Context Position Bias in Small LLMs

Stanford showed GPT-3.5 loses middle-context info. Do small open-source models behave the same way?

Scope & limitations — read first

3 models · 7 positions tested · ~500 trials per model · run locally on Apple Silicon · replication of Liu et al., 2023

The "Lost in the Middle" paper (Liu et al., 2023) showed that large models like GPT-3.5 perform worst when important information is buried in the middle of long contexts — a U-shaped accuracy curve.

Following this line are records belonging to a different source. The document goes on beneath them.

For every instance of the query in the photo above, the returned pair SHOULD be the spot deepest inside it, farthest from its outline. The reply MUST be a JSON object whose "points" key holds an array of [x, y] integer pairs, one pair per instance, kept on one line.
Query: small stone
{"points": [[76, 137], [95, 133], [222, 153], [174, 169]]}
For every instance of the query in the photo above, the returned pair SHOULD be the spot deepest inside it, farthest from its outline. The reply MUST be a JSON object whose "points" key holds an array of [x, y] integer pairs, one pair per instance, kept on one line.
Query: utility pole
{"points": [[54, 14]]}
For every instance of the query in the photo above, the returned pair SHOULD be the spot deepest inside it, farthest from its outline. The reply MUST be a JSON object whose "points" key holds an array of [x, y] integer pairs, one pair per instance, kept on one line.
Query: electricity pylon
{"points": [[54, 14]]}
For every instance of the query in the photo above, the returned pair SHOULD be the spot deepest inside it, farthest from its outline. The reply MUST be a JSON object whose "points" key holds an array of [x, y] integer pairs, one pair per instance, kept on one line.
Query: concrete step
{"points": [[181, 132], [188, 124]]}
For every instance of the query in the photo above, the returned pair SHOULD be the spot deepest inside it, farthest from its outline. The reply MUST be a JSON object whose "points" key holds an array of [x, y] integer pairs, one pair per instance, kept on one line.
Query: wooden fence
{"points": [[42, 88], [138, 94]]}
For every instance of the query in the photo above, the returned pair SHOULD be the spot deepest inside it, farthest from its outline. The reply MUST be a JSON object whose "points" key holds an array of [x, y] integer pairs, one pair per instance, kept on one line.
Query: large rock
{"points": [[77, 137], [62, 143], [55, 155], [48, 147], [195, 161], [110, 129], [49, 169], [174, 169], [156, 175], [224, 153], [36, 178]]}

Do small open-source models (2–4B parameters) behave the same way?

The Setup

Accuracy by document position — Gemma-2B recency bias, Gemma-4B middle dip, Llama-3B flat
Accuracy by document position — Gemma-2B recency bias, Gemma-4B middle dip, Llama-3B flat
  • Models: Gemma-2B, Gemma-4B, Llama-3B
  • Context: 70–100 documents per prompt with 7 hard distractors per question
  • Scale: 7 positions tested, ~500 trials per model
  • Hardware: Run locally on Apple Silicon

Results

Position bias heatmap across models and gold document positions
Position bias heatmap across models and gold document positions
Early vs late position accuracy — statistical significance per model
Early vs late position accuracy — statistical significance per model
Expected U-curve vs actual results for small models
Expected U-curve vs actual results for small models

Gemma-2B (Recency Bias)

Worst at the beginning (81.9%), best at the end (97.2%). Statistically significant preference for recent info (p=0.023).

Gemma-4B (Weak Middle Dip)

Similar upward trend, but its weakest point was actually position 50 (88.9%) — hinting at a mild middle dip. Not statistically significant (p=0.198).

Llama-3B (Flat/Stable)

Completely flat. Early and late positions were identical. No significant position effect (p=1.0).

The Lesson

Findings from GPT-scale papers don't always apply to 2–4B parameter models.
  • Run the stats: My first pass at n=30 showed "trends" that vanished or reversed at n=72.
  • Know your model: If you use Gemma-2B, document ordering is critical (put the best chunk last). If you use Llama-3B, it's far less sensitive.

Open questions

Does position bias change with different chunking strategies?

How does this interact with retrieval ranking in production RAG?

Do fine-tuned variants of these models show different patterns?